Трактор ждали с большака, а туда дорога просматривалась километра на четыре. Отец же его пригнал со стороны Сенькиной рощи.
Когда вершины берез стали мягко обметать с солнца золотую окалину, послышался легкий звон. Я уже приготовился кричать: «Ироплан, ироплан, посади меня в карман…» — но звон нарастал, а аэроплан подозрительно долго не выплывал из-за вершин.
И вдруг сразу, будто лопнула некая преграда, звон превратился в грохот, лязг, рокот. Избы вздрогнули и, кажется, присели испуганно, когда на проселке, перед крайними сараями, показалось темное громадное чудище. Оно, подбирая под себя землю широченными ребрастыми — и что удивительно — некруглыми колесами, пучась широко расставленными белыми глазками, вползало в улицу.
Пригнувшись, разбегались по сараям куры, собаки захлебывались, теряли голоса. Рокот влетал в каждую избу и там трещал и шипел, как спелый мак в пересохших головках. Люди шли сзади и по сторонам от трактора. Каждый что-то говорил или кричал, но, еще не привычные в таком шуме слышать свои голоса, не понимали друг друга. Колька Кроликов прицепился за плуг, но Митяй Занозов стянул его и, оголив ему зад, шлепнул ладонью. Шлепка не было слышно, но Колька, задрав лицо вверх и оскалив зубы, приплясывал и тер рукой больное место.

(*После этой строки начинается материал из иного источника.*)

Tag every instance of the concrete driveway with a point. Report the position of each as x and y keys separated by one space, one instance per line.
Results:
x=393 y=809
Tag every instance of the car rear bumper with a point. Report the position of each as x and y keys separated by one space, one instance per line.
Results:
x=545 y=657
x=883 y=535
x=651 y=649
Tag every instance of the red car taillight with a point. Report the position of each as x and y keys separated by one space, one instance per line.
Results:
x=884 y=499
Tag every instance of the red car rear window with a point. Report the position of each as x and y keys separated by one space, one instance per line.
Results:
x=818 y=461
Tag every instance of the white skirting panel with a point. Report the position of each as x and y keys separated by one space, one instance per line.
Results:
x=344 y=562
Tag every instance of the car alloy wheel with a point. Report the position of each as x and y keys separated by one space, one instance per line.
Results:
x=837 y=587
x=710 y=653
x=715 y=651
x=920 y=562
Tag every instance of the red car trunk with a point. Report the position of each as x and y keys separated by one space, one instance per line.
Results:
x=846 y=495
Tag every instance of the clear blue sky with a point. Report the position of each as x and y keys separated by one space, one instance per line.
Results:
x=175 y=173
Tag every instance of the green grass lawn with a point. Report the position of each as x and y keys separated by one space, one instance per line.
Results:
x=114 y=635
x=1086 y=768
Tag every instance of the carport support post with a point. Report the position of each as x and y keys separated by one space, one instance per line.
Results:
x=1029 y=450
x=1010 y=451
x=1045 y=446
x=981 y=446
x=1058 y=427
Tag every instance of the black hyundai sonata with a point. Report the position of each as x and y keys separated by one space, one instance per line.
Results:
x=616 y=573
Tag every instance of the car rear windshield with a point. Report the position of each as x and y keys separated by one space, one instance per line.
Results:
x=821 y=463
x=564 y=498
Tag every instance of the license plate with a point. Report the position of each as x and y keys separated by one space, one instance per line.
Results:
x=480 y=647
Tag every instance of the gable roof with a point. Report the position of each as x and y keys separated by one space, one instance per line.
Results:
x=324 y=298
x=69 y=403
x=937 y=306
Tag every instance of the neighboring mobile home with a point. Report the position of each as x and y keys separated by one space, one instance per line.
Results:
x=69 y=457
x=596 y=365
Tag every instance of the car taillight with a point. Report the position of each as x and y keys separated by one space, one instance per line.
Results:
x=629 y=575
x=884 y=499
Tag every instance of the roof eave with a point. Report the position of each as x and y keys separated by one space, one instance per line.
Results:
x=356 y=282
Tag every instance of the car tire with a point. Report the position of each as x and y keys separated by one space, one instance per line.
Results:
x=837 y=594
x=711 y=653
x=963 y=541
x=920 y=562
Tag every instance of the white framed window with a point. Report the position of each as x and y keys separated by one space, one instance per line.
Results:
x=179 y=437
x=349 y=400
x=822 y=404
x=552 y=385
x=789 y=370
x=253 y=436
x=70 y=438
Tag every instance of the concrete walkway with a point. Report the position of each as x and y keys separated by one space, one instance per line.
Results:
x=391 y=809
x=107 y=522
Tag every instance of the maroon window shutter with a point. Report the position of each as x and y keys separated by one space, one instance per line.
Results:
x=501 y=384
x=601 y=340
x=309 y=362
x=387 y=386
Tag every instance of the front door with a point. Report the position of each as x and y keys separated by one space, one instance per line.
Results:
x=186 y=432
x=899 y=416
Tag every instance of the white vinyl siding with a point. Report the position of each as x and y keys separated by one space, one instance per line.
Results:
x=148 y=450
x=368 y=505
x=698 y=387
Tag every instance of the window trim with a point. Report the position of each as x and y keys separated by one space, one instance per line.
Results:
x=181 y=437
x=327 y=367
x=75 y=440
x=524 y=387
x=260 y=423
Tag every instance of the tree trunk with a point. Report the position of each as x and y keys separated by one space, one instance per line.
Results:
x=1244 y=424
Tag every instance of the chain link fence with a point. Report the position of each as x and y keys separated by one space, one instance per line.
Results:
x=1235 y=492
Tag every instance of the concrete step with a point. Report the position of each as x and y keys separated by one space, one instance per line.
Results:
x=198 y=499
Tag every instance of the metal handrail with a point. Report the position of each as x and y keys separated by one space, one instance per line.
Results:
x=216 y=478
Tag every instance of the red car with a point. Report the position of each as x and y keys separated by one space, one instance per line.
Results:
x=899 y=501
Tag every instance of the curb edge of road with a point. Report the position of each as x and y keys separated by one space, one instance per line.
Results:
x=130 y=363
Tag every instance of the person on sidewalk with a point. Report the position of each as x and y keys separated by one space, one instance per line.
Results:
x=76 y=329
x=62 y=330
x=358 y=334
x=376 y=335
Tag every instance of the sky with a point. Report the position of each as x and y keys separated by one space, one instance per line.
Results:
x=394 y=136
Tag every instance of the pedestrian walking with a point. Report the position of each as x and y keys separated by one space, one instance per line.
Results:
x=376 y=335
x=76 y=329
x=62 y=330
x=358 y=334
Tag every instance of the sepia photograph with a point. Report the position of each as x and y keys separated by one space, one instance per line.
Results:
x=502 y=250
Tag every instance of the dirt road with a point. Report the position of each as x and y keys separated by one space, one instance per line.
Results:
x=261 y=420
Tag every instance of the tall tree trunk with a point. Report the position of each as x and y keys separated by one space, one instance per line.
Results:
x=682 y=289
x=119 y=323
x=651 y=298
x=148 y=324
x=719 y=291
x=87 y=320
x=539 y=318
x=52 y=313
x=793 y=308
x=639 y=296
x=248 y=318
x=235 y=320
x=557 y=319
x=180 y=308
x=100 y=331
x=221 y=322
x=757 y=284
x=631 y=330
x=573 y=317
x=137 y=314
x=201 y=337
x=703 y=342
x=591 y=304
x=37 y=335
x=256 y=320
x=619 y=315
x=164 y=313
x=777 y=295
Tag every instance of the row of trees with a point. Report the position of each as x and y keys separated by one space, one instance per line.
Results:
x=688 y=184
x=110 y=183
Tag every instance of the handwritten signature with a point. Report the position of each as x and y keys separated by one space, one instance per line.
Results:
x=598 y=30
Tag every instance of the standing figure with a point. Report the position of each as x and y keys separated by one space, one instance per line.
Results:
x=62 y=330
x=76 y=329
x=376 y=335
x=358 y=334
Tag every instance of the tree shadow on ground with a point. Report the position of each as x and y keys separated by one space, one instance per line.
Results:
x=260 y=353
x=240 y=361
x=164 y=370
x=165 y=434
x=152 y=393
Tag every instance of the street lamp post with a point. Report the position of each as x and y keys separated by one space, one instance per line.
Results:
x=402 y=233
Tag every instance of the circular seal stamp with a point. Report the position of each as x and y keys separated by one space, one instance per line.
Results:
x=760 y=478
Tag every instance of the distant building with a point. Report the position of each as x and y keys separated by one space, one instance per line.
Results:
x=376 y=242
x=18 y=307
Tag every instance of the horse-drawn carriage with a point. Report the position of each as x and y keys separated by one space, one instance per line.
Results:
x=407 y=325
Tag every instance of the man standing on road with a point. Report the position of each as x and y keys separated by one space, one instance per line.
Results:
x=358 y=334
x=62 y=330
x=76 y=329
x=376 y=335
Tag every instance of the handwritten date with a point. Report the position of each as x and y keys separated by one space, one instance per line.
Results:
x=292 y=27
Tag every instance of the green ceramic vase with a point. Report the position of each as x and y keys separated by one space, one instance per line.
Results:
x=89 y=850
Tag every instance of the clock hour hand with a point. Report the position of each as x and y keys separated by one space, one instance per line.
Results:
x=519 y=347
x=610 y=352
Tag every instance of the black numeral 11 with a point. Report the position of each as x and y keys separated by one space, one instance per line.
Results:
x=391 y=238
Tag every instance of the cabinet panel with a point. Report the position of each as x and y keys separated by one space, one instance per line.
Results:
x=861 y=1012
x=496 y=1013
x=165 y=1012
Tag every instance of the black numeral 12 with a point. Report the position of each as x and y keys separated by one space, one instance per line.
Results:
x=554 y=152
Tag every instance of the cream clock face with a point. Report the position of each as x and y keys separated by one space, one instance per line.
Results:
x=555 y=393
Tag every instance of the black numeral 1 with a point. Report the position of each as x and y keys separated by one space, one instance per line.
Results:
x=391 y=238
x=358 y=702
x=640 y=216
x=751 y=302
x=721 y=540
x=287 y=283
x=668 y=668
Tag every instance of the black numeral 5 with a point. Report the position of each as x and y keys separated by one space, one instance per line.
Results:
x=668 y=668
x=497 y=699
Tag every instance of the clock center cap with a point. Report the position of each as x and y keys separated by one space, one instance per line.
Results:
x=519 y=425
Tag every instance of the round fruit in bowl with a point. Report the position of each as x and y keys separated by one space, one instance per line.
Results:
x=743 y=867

Лида Румянцева, видно, замешкалась — выбежала на улицу босая, в легоньком платьице, русые волосы на отлет, на бегу увлекала за собой Ивана Раздолинского. Тот упирался, важничал — как же, выучился на учителя, — и Лида, не выдержав, припустила бегом, а он даже и не прибавил шагу.
У кузницы трактор остановился, рявкнул в последний раз и смолк. Отец встал с сиденья, сошел на гусеницу и потянулся, будто после сна. И так было тихо, что все услышали, как хрустнули у него суставы.
— Оть-те-те, потягушечки, — сказала Татьяна Занозова, и все рассмеялись.
— Здорово были! — Отец спрыгнул на землю, пожал дяде Максиму руку.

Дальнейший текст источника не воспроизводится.